Si scaldano i cattoamericani e i cattoferrara per guerreggiare

S’avanza il fronte cattolico per la guerra giusta. Altro che “go for peace”

Le critiche al pacifismo francescano di un gesuita americano. I dubbi di First Things sull’inconcludente Obama

Chi ha detto che quella cattolica è una “chiesa pacifista”? Padre Richard Ryscavage, gesuita, direttore del Centro per la fede dell’Università di Fairfield, nel Connecticut, si smarca dal grido di Francesco contro la guerra.
Certo, spiega il sacerdote  americano al Catholic News Service, prima sarebbe opportuno perlustrare ogni via che non implichi bombardamenti dal cielo o da terra. Ma dire che la guerra non ha mai risolto nulla, sarebbe negare la realtà. Un po’ come sostiene il filosofo cattolico Michael Novak, il quale ha detto recentemente che – se a guidare l’America non ci fosse il tentennante Obama – lui non si farebbe alcun problema morale a dire sì ai missili sulla testa del rais di Damasco. “A volte – aggiunge – l’approccio pacifista ‘go for peace’, ‘andare per la pace’, non è proprio possibile”. La chiesa cattolica “ha una ricca e forte teoria della giustizia che definisce ciò che è guerra giusta”. Basterebbe pensare a Giovanni Paolo II, che più di vent’anni fa inchiodava i potenti del mondo alle loro responsabilità davanti al massacro di Sarajevo, i cui tetti erano puntellati da migliaia di cecchini.
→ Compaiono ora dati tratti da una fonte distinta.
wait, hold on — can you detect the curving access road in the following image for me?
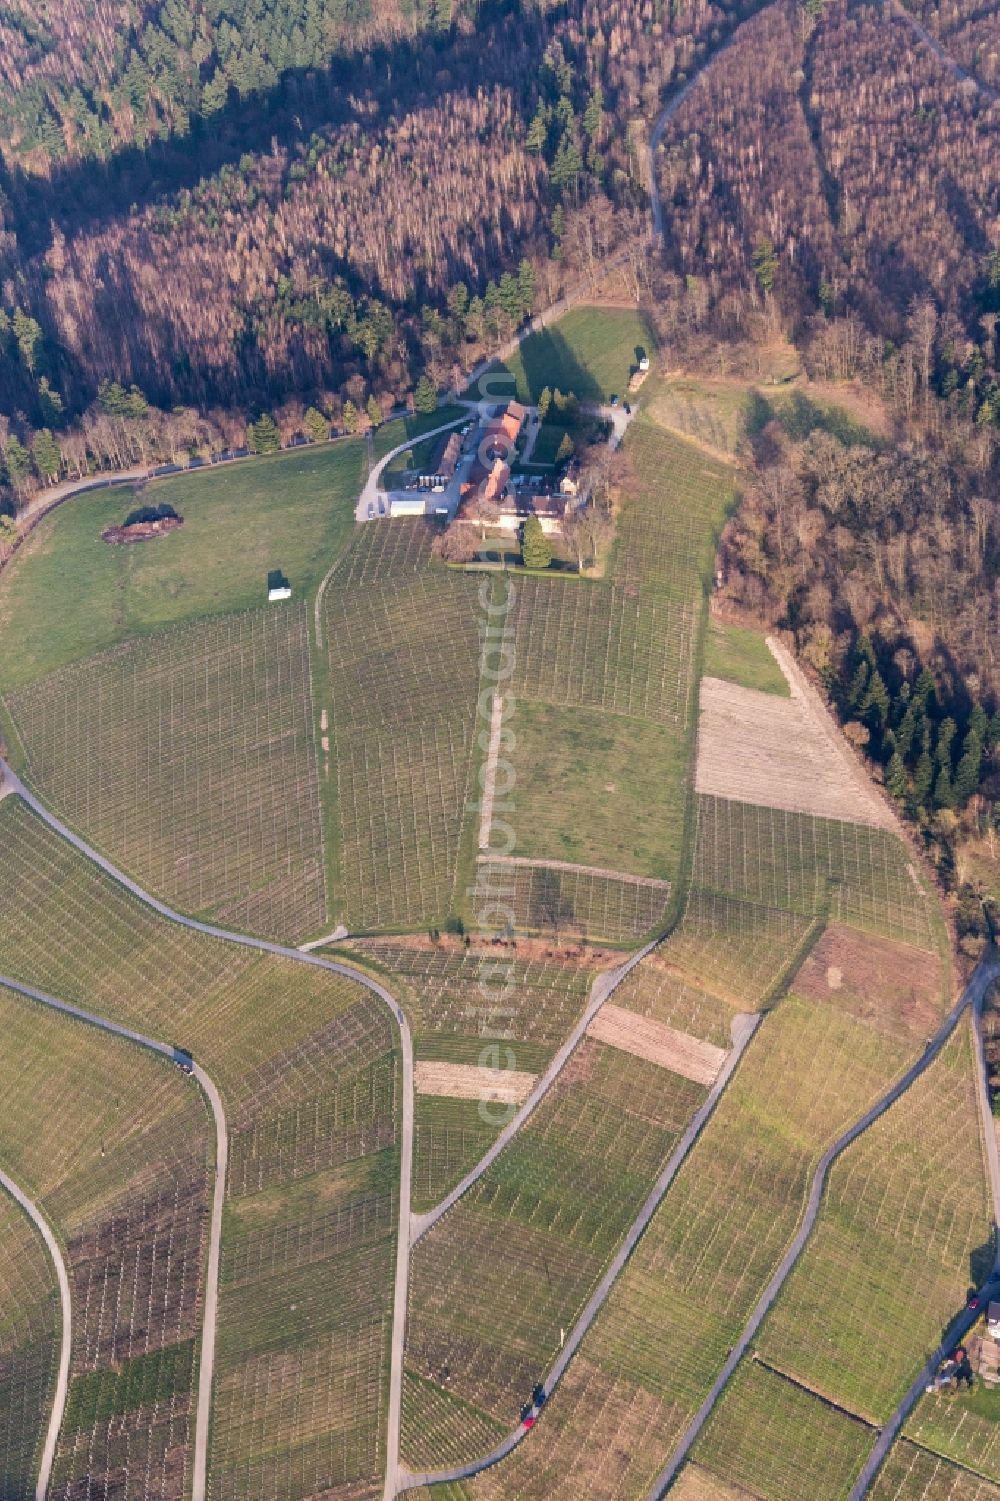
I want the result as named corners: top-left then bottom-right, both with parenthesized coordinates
top-left (846, 956), bottom-right (1000, 1499)
top-left (410, 937), bottom-right (659, 1245)
top-left (0, 1158), bottom-right (72, 1501)
top-left (646, 948), bottom-right (1000, 1501)
top-left (0, 757), bottom-right (415, 1501)
top-left (0, 972), bottom-right (228, 1501)
top-left (398, 1012), bottom-right (760, 1494)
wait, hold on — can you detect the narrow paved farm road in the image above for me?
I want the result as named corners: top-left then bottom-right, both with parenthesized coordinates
top-left (646, 948), bottom-right (1000, 1501)
top-left (0, 972), bottom-right (228, 1501)
top-left (0, 759), bottom-right (415, 1501)
top-left (398, 1012), bottom-right (760, 1494)
top-left (847, 954), bottom-right (1000, 1499)
top-left (408, 936), bottom-right (659, 1245)
top-left (0, 1157), bottom-right (71, 1501)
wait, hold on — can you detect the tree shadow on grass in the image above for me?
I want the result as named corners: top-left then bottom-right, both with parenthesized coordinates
top-left (746, 389), bottom-right (877, 449)
top-left (487, 327), bottom-right (606, 406)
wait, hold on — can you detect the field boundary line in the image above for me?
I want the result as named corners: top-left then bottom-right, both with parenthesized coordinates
top-left (408, 935), bottom-right (659, 1245)
top-left (398, 1009), bottom-right (760, 1493)
top-left (0, 1157), bottom-right (71, 1501)
top-left (847, 964), bottom-right (1000, 1499)
top-left (0, 971), bottom-right (228, 1501)
top-left (478, 854), bottom-right (672, 889)
top-left (0, 757), bottom-right (414, 1501)
top-left (645, 948), bottom-right (1000, 1501)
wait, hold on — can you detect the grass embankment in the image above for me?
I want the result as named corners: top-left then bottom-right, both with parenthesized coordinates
top-left (704, 618), bottom-right (790, 696)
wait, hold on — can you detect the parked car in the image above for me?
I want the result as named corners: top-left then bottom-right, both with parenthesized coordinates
top-left (367, 501), bottom-right (375, 519)
top-left (610, 394), bottom-right (620, 408)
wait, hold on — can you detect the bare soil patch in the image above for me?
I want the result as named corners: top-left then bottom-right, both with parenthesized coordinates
top-left (348, 931), bottom-right (619, 969)
top-left (587, 1003), bottom-right (727, 1085)
top-left (791, 924), bottom-right (942, 1036)
top-left (413, 1060), bottom-right (537, 1105)
top-left (696, 641), bottom-right (895, 830)
top-left (102, 515), bottom-right (183, 544)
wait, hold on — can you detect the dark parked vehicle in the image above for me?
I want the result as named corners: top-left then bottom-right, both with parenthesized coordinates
top-left (172, 1046), bottom-right (195, 1075)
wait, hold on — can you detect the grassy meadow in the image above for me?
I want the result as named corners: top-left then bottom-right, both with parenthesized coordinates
top-left (481, 306), bottom-right (653, 405)
top-left (0, 439), bottom-right (364, 691)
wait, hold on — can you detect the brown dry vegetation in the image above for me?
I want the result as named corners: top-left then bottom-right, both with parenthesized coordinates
top-left (791, 923), bottom-right (944, 1036)
top-left (654, 0), bottom-right (999, 337)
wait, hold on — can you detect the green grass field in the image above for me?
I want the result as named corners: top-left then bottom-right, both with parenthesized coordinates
top-left (507, 701), bottom-right (685, 879)
top-left (645, 377), bottom-right (751, 455)
top-left (0, 440), bottom-right (364, 691)
top-left (758, 1022), bottom-right (990, 1423)
top-left (481, 306), bottom-right (652, 405)
top-left (7, 603), bottom-right (326, 941)
top-left (371, 405), bottom-right (466, 464)
top-left (703, 618), bottom-right (790, 695)
top-left (0, 982), bottom-right (212, 1501)
top-left (421, 996), bottom-right (914, 1494)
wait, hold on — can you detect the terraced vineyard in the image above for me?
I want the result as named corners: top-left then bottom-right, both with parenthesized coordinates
top-left (417, 996), bottom-right (916, 1497)
top-left (871, 1441), bottom-right (1000, 1500)
top-left (493, 421), bottom-right (736, 941)
top-left (475, 859), bottom-right (672, 945)
top-left (0, 797), bottom-right (401, 1500)
top-left (694, 1361), bottom-right (874, 1500)
top-left (0, 983), bottom-right (212, 1501)
top-left (690, 794), bottom-right (938, 952)
top-left (668, 888), bottom-right (817, 1007)
top-left (324, 522), bottom-right (483, 929)
top-left (758, 1023), bottom-right (990, 1423)
top-left (0, 1193), bottom-right (60, 1497)
top-left (0, 301), bottom-right (989, 1501)
top-left (906, 1378), bottom-right (1000, 1483)
top-left (6, 604), bottom-right (326, 941)
top-left (402, 1037), bottom-right (710, 1471)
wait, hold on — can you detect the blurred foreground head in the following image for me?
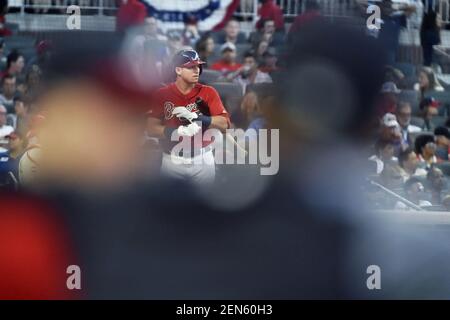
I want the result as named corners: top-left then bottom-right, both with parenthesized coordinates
top-left (273, 20), bottom-right (386, 146)
top-left (31, 32), bottom-right (155, 189)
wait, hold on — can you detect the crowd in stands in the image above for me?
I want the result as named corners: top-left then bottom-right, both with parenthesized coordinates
top-left (1, 0), bottom-right (450, 212)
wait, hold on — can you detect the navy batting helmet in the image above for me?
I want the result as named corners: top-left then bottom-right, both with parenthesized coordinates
top-left (172, 49), bottom-right (206, 74)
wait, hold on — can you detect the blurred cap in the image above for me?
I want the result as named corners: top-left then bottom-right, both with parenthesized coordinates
top-left (5, 131), bottom-right (21, 140)
top-left (420, 96), bottom-right (441, 109)
top-left (172, 49), bottom-right (205, 68)
top-left (36, 40), bottom-right (53, 56)
top-left (380, 81), bottom-right (401, 94)
top-left (220, 42), bottom-right (236, 53)
top-left (382, 112), bottom-right (399, 127)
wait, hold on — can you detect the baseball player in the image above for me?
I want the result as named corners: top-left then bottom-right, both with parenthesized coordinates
top-left (147, 49), bottom-right (230, 184)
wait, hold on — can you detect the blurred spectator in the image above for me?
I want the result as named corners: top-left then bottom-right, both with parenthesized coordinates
top-left (141, 16), bottom-right (167, 42)
top-left (164, 31), bottom-right (183, 62)
top-left (21, 64), bottom-right (42, 95)
top-left (259, 47), bottom-right (279, 75)
top-left (378, 0), bottom-right (416, 64)
top-left (398, 147), bottom-right (427, 181)
top-left (396, 101), bottom-right (421, 146)
top-left (7, 93), bottom-right (30, 135)
top-left (379, 112), bottom-right (403, 156)
top-left (4, 130), bottom-right (25, 179)
top-left (380, 163), bottom-right (405, 190)
top-left (0, 0), bottom-right (11, 37)
top-left (232, 51), bottom-right (272, 94)
top-left (395, 177), bottom-right (432, 209)
top-left (427, 166), bottom-right (447, 205)
top-left (210, 42), bottom-right (242, 75)
top-left (419, 96), bottom-right (440, 131)
top-left (239, 90), bottom-right (258, 129)
top-left (414, 66), bottom-right (444, 99)
top-left (384, 65), bottom-right (405, 88)
top-left (0, 39), bottom-right (5, 70)
top-left (256, 0), bottom-right (284, 31)
top-left (377, 81), bottom-right (400, 117)
top-left (195, 33), bottom-right (215, 67)
top-left (369, 139), bottom-right (397, 175)
top-left (443, 194), bottom-right (450, 210)
top-left (239, 85), bottom-right (274, 133)
top-left (288, 0), bottom-right (321, 37)
top-left (214, 19), bottom-right (247, 45)
top-left (182, 15), bottom-right (201, 47)
top-left (434, 126), bottom-right (450, 160)
top-left (415, 133), bottom-right (438, 168)
top-left (255, 40), bottom-right (269, 63)
top-left (0, 75), bottom-right (16, 113)
top-left (250, 19), bottom-right (284, 48)
top-left (115, 0), bottom-right (147, 33)
top-left (27, 40), bottom-right (52, 70)
top-left (0, 104), bottom-right (12, 152)
top-left (420, 0), bottom-right (441, 66)
top-left (2, 50), bottom-right (25, 83)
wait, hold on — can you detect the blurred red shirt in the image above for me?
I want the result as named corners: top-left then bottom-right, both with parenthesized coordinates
top-left (256, 0), bottom-right (285, 30)
top-left (210, 61), bottom-right (242, 74)
top-left (0, 194), bottom-right (78, 299)
top-left (116, 0), bottom-right (147, 33)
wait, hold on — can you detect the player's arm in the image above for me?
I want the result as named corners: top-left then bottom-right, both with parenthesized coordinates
top-left (147, 117), bottom-right (166, 139)
top-left (209, 115), bottom-right (229, 132)
top-left (202, 87), bottom-right (231, 133)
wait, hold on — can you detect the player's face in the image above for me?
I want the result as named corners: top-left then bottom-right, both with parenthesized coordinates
top-left (178, 65), bottom-right (200, 84)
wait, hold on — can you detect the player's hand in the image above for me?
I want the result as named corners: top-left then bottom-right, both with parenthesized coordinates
top-left (177, 122), bottom-right (201, 137)
top-left (172, 107), bottom-right (198, 122)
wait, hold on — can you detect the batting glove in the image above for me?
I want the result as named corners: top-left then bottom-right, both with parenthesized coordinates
top-left (172, 107), bottom-right (198, 122)
top-left (177, 122), bottom-right (201, 137)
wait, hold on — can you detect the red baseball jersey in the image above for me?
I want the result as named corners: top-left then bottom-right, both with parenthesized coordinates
top-left (149, 82), bottom-right (230, 152)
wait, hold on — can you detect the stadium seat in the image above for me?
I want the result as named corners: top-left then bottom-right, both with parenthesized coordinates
top-left (200, 69), bottom-right (222, 84)
top-left (210, 82), bottom-right (243, 116)
top-left (393, 62), bottom-right (416, 78)
top-left (410, 116), bottom-right (424, 129)
top-left (246, 83), bottom-right (276, 97)
top-left (211, 82), bottom-right (242, 99)
top-left (409, 130), bottom-right (432, 145)
top-left (435, 162), bottom-right (450, 176)
top-left (431, 116), bottom-right (447, 127)
top-left (236, 43), bottom-right (252, 62)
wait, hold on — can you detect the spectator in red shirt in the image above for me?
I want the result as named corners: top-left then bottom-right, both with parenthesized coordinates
top-left (210, 42), bottom-right (242, 75)
top-left (256, 0), bottom-right (285, 31)
top-left (116, 0), bottom-right (147, 33)
top-left (289, 0), bottom-right (321, 36)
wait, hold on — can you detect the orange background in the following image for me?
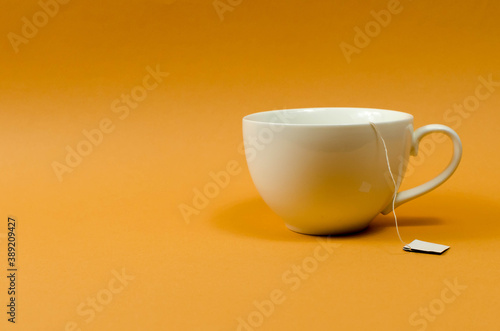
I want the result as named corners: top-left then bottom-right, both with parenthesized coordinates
top-left (1, 0), bottom-right (499, 330)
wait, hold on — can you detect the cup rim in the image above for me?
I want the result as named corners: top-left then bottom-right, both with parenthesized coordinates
top-left (243, 107), bottom-right (414, 126)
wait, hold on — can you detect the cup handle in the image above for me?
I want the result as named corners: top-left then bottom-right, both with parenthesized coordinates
top-left (381, 124), bottom-right (462, 215)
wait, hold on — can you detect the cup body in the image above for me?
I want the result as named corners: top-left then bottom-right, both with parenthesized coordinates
top-left (242, 107), bottom-right (414, 235)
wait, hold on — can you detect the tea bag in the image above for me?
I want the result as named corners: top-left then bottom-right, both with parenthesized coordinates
top-left (369, 122), bottom-right (450, 255)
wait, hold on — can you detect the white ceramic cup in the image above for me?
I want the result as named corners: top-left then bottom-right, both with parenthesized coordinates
top-left (242, 107), bottom-right (462, 235)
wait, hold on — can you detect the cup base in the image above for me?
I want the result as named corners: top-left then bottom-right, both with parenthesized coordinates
top-left (285, 222), bottom-right (370, 236)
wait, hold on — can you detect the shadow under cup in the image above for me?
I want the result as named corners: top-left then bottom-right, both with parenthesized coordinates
top-left (242, 107), bottom-right (414, 235)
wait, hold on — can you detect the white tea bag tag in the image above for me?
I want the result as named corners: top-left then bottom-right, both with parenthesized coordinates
top-left (403, 239), bottom-right (450, 255)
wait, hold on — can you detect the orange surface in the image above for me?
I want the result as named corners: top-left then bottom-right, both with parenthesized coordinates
top-left (1, 0), bottom-right (499, 330)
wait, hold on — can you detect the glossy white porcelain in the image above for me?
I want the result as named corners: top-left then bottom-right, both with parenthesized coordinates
top-left (242, 107), bottom-right (462, 235)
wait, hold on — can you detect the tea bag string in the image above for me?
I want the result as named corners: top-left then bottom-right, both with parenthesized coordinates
top-left (369, 122), bottom-right (411, 250)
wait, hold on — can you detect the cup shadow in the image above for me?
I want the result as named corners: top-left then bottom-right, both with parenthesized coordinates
top-left (210, 197), bottom-right (445, 241)
top-left (211, 197), bottom-right (311, 242)
top-left (361, 214), bottom-right (444, 238)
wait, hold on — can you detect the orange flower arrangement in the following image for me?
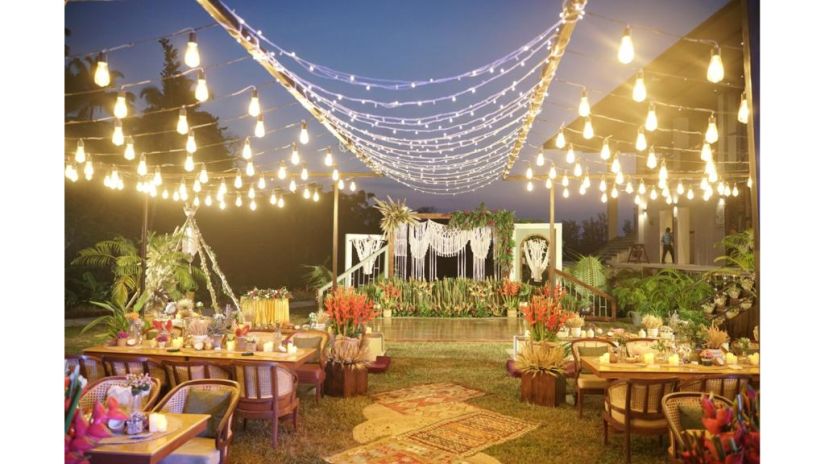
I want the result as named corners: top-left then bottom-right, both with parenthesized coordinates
top-left (499, 279), bottom-right (522, 311)
top-left (522, 284), bottom-right (572, 341)
top-left (324, 287), bottom-right (376, 338)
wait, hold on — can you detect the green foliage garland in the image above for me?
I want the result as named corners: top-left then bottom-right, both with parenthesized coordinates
top-left (449, 203), bottom-right (515, 274)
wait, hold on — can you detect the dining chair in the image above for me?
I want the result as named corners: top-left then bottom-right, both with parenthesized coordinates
top-left (624, 338), bottom-right (659, 358)
top-left (603, 378), bottom-right (678, 464)
top-left (570, 338), bottom-right (616, 418)
top-left (162, 359), bottom-right (234, 388)
top-left (286, 329), bottom-right (329, 402)
top-left (101, 355), bottom-right (168, 388)
top-left (662, 391), bottom-right (733, 459)
top-left (233, 361), bottom-right (300, 448)
top-left (66, 354), bottom-right (105, 383)
top-left (677, 375), bottom-right (751, 401)
top-left (154, 379), bottom-right (241, 464)
top-left (78, 375), bottom-right (162, 414)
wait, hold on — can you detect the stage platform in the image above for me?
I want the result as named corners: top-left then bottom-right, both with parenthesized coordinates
top-left (367, 317), bottom-right (528, 342)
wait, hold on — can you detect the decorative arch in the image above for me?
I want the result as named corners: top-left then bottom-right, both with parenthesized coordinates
top-left (509, 223), bottom-right (563, 282)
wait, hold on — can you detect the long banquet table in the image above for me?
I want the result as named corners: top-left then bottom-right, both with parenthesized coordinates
top-left (581, 356), bottom-right (760, 381)
top-left (88, 413), bottom-right (208, 464)
top-left (84, 344), bottom-right (316, 370)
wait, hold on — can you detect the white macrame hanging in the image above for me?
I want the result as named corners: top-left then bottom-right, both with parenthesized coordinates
top-left (523, 239), bottom-right (550, 282)
top-left (408, 221), bottom-right (430, 280)
top-left (469, 227), bottom-right (492, 280)
top-left (394, 223), bottom-right (408, 279)
top-left (427, 221), bottom-right (469, 257)
top-left (354, 237), bottom-right (383, 275)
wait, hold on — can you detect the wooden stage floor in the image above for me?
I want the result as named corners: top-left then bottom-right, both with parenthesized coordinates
top-left (366, 317), bottom-right (528, 342)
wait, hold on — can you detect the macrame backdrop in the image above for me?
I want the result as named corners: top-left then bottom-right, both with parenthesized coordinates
top-left (408, 221), bottom-right (430, 280)
top-left (470, 227), bottom-right (493, 280)
top-left (353, 237), bottom-right (384, 275)
top-left (523, 238), bottom-right (550, 282)
top-left (394, 223), bottom-right (408, 279)
top-left (400, 220), bottom-right (492, 281)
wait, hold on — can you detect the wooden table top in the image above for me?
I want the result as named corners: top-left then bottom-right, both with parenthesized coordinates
top-left (84, 344), bottom-right (315, 367)
top-left (581, 356), bottom-right (760, 380)
top-left (88, 413), bottom-right (208, 464)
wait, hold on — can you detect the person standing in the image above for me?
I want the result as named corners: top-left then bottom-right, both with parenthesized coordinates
top-left (661, 227), bottom-right (675, 264)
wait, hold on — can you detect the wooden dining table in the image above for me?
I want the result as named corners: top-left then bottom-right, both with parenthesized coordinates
top-left (88, 413), bottom-right (209, 464)
top-left (581, 356), bottom-right (760, 381)
top-left (84, 344), bottom-right (316, 369)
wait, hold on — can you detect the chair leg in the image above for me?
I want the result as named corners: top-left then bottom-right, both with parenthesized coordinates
top-left (577, 390), bottom-right (583, 418)
top-left (315, 382), bottom-right (321, 403)
top-left (271, 416), bottom-right (279, 448)
top-left (624, 427), bottom-right (631, 464)
top-left (242, 418), bottom-right (247, 431)
top-left (292, 409), bottom-right (298, 431)
top-left (603, 419), bottom-right (608, 445)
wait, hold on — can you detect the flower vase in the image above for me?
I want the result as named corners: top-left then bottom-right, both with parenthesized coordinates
top-left (648, 327), bottom-right (659, 338)
top-left (325, 362), bottom-right (368, 397)
top-left (210, 334), bottom-right (223, 350)
top-left (569, 327), bottom-right (582, 338)
top-left (191, 335), bottom-right (208, 351)
top-left (116, 338), bottom-right (128, 347)
top-left (382, 309), bottom-right (392, 318)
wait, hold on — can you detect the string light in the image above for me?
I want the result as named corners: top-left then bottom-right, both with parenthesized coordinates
top-left (123, 136), bottom-right (135, 160)
top-left (248, 87), bottom-right (261, 117)
top-left (561, 172), bottom-right (569, 187)
top-left (658, 161), bottom-right (668, 187)
top-left (611, 184), bottom-right (619, 199)
top-left (94, 54), bottom-right (110, 87)
top-left (195, 70), bottom-right (209, 102)
top-left (625, 179), bottom-right (634, 194)
top-left (545, 178), bottom-right (552, 189)
top-left (289, 179), bottom-right (297, 192)
top-left (676, 181), bottom-right (685, 195)
top-left (217, 179), bottom-right (227, 197)
top-left (248, 185), bottom-right (256, 199)
top-left (74, 140), bottom-right (86, 164)
top-left (245, 161), bottom-right (255, 176)
top-left (548, 163), bottom-right (557, 179)
top-left (235, 195), bottom-right (242, 207)
top-left (610, 157), bottom-right (621, 174)
top-left (650, 188), bottom-right (658, 200)
top-left (536, 150), bottom-right (545, 167)
top-left (299, 120), bottom-right (309, 144)
top-left (152, 167), bottom-right (162, 186)
top-left (301, 165), bottom-right (309, 180)
top-left (303, 186), bottom-right (311, 199)
top-left (179, 180), bottom-right (188, 201)
top-left (635, 127), bottom-right (647, 151)
top-left (554, 126), bottom-right (566, 149)
top-left (599, 177), bottom-right (607, 192)
top-left (565, 145), bottom-right (575, 164)
top-left (618, 26), bottom-right (634, 64)
top-left (573, 161), bottom-right (582, 177)
top-left (219, 200), bottom-right (226, 210)
top-left (65, 164), bottom-right (79, 182)
top-left (177, 108), bottom-right (189, 135)
top-left (706, 45), bottom-right (724, 83)
top-left (205, 194), bottom-right (213, 207)
top-left (198, 164), bottom-right (208, 183)
top-left (700, 177), bottom-right (710, 191)
top-left (638, 179), bottom-right (647, 195)
top-left (732, 184), bottom-right (739, 197)
top-left (737, 92), bottom-right (749, 124)
top-left (184, 152), bottom-right (195, 172)
top-left (525, 166), bottom-right (534, 180)
top-left (615, 170), bottom-right (624, 185)
top-left (337, 179), bottom-right (345, 189)
top-left (578, 183), bottom-right (586, 195)
top-left (193, 179), bottom-right (201, 193)
top-left (562, 187), bottom-right (570, 198)
top-left (687, 188), bottom-right (695, 200)
top-left (633, 194), bottom-right (641, 205)
top-left (578, 89), bottom-right (591, 117)
top-left (324, 148), bottom-right (334, 166)
top-left (632, 70), bottom-right (646, 102)
top-left (645, 103), bottom-right (658, 131)
top-left (600, 139), bottom-right (610, 160)
top-left (600, 192), bottom-right (607, 203)
top-left (193, 195), bottom-right (200, 207)
top-left (703, 189), bottom-right (712, 202)
top-left (270, 191), bottom-right (277, 205)
top-left (716, 182), bottom-right (725, 196)
top-left (242, 137), bottom-right (252, 159)
top-left (137, 153), bottom-right (148, 176)
top-left (290, 142), bottom-right (300, 165)
top-left (234, 171), bottom-right (243, 188)
top-left (113, 91), bottom-right (127, 119)
top-left (278, 196), bottom-right (285, 207)
top-left (254, 114), bottom-right (265, 138)
top-left (112, 120), bottom-right (124, 146)
top-left (526, 180), bottom-right (534, 192)
top-left (582, 117), bottom-right (594, 139)
top-left (747, 177), bottom-right (753, 188)
top-left (313, 189), bottom-right (320, 202)
top-left (582, 170), bottom-right (591, 188)
top-left (162, 189), bottom-right (169, 200)
top-left (184, 32), bottom-right (200, 68)
top-left (277, 161), bottom-right (287, 180)
top-left (186, 130), bottom-right (197, 154)
top-left (257, 176), bottom-right (266, 189)
top-left (700, 142), bottom-right (712, 162)
top-left (705, 113), bottom-right (718, 144)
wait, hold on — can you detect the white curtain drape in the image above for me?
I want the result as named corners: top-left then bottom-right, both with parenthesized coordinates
top-left (354, 237), bottom-right (384, 275)
top-left (523, 239), bottom-right (549, 282)
top-left (408, 221), bottom-right (430, 280)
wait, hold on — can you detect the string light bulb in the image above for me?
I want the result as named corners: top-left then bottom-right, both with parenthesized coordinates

Inconcepibile, disse un Wojtyla ancora nel pieno delle sue forze, che nell’Europa liberata dalla Cortina di ferro potesse tornare a farsi sentire il rombo del cannone. “Ma basterebbe andare con la memoria al 2008”, precisa il direttore del Centro per la fede della Fairfield University: era l’aprile di cinque anni fa, e dal palco delle Nazioni Unite, a New York, Benedetto XVI appoggiò il principio della “responsabilità di proteggere”. “Si tratta, rimanendo sul piano dell’insegnamento cattolico, della naturale estensione del principio di solidarietà, l’insegnamento che noi siamo tutti parte della stessa famiglia umana”, chiarisce padre Ryscavage, che aggiunge: “Sostanzialmente, Ratzinger sostenne che quando i governi falliti diventano incapaci di proteggere le proprie popolazioni, oppure quando il governo stesso lancia attacchi su larga scala contro il proprio popolo le nazioni del mondo hanno la responsabilità morale di intervenire a protezione degli innocenti”. E questo potrebbe essere lo scenario siriano, dove ai fucili si alternano ora i gas e il numero dei morti cresce sempre più. Il punto è che “non è chiara la strategia dell’Amministrazione americana. Sono stati fatti tutti gli sforzi diplomatici? L’obiettivo è quello di prevenire futuri attacchi chimici? O vogliamo solo mostrare simbolicamente che noi abbiamo fatto qualcosa?”.
Insomma, per fare una guerra giusta ci vuole chiarezza sugli scopi. Come nel 2003, quando Bush andò in Iraq, scrive Rusty Reno, direttore del mensile cattolico First Things. Una chiarezza che, secondo quanto scrive Reno, il predecessore di Obama ha pagato. Ora, invece, l’America ha un presidente “che ha adottato un approccio essenzialmente retorico in politica estera, abbastanza vago da circoscrivere i rischi politici derivanti dal prendersi la responsabilità”. Non è tanto un problema di democratici o repubblicani, spiega Reno, “anche Romney avrebbe fatto lo stesso se fosse stato eletto”. E il direttore di First Things precisa subito di essere “tutt’altro che pacifista”. Ci sono dei casi, spiega, in cui fare la guerra è giusto. Ma ci sono dei princìpi da rispettare: “Uso proporzionale della forza, probabilità di successo, guerra come ultima spiaggia”. In tutte queste circostanze, però, “è richiesta chiarezza circa l’obiettivo strategico da perseguire”. Invece, alla Casa Bianca oggi non c’è un uomo noto per le sue gaffe, per l’aver scambiato la Slovacchia con la Slovenia, ma che in realtà “stabilì un obiettivo ambizioso e che ci ha costretti a essere moralmente seri”. Nello studio ovale siede invece un presidente convinto che Francis Fukuyama avesse ragione: a certe condizioni, tutto il mondo tende ad abbracciare il modello capitalistico-democratico. Inutile, quindi, andare a immischiarsi nei fatti altrui. Basta limitarsi a controllare, stando un passo indietro.